Urania (pron.: /jʊˈreɪniə/; Ancient Greek: Οὐρανία; meaning 'heavenly' or 'of heaven') was, in Greek mythology, the muse of astronomy and a daughter of Zeus by Mnemosyne and also a granddaughter of Uranus. Some accounts list Urania as the mother of the musician Linus by Apollo, and Hymenaeus also is said to have been a son of Urania.
Urania is usually represented with a celestial globe to which she points with a little staff. Urania is able to foretell the future by the arrangement of the stars. Urania is often associated with Universal Love and the Holy Spirit. Eldest of the divine sisters, Urania inherited Zeus' majesty and power and the beauty and grace of her mother Mnemosyne.
Urania dresses in a cloak embroidered with stars and keeps her eyes and attention focused on the Heavens. Those who are most concerned with philosophy and the heavens are dearest to Urania. Those who have been instructed by her Urania raises aloft to heaven, for it is a fact that imagination and the power of thought lift men's souls to heavenly heights.
Urania, o'er her star-bespangled lyre,
With touch of majesty diffused her soul;
A thousand tones, that in the breast inspire,
Exalted feelings, o er the wires'gan roll—
How at the call of Jove the mist unfurled,
And o'er the swelling vault—the glowing sky,
The new-born stars hung out their lamps on high,
And rolled their mighty orbs to music's sweetest sound.

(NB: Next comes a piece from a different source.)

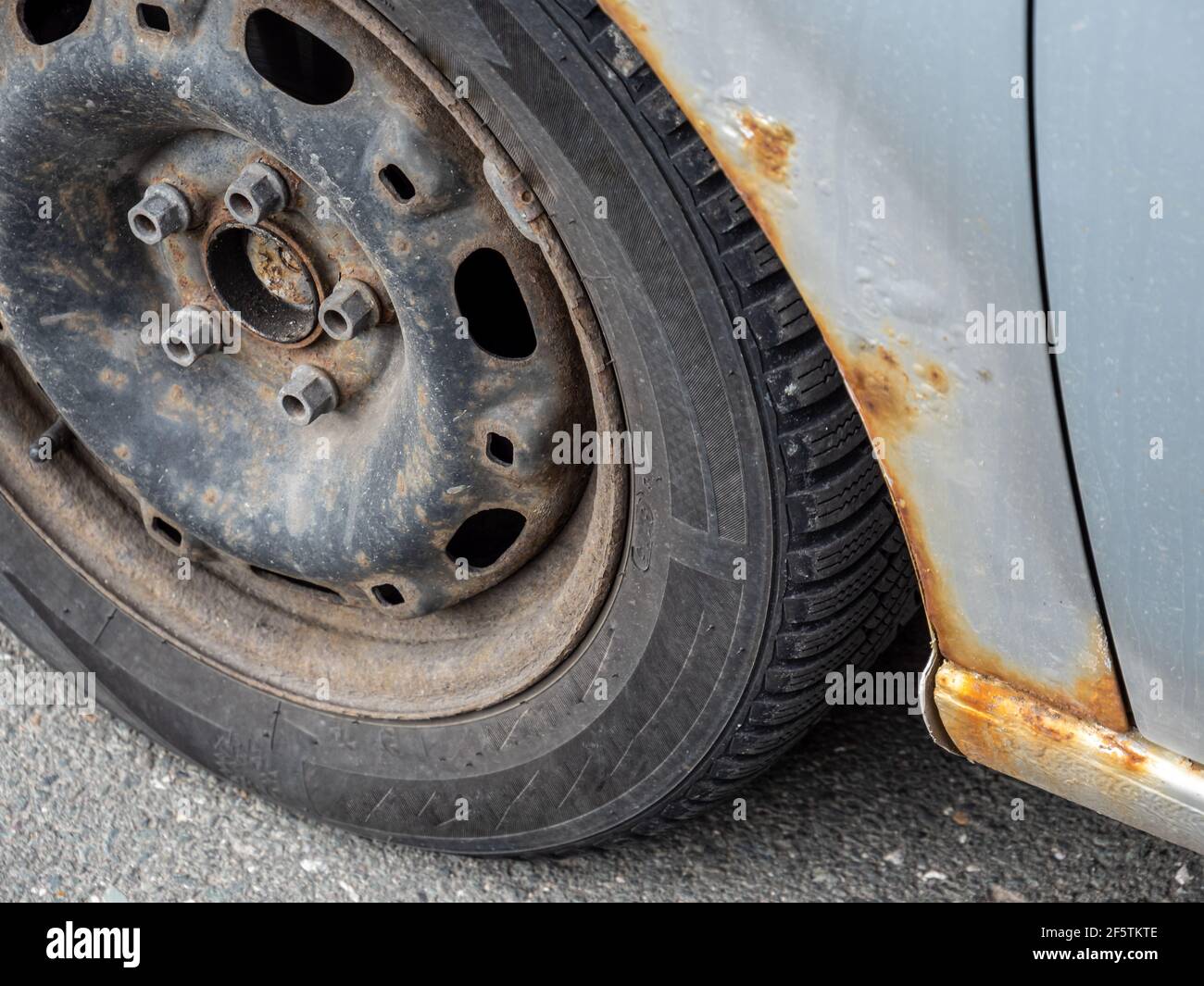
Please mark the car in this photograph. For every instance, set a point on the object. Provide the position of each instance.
(500, 426)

— From An Ode To Music by James G. Percival
During the Renaissance, Urania began to be considered the Muse for Christian poets. In the invocation to Book 7 of John Milton's epic poem Paradise Lost, the poet invokes Urania to aid his narration of the creation of the cosmos, though he cautions that it is "[t]he meaning, not the name I call" (7.5).
Muse magazine features Urania as one of the characters in the "Kokopelli and Co." comic strip by Larry Gonick published in each issue of the magazine. She is the only original muse who remains among the "new muses" featured in the magazine.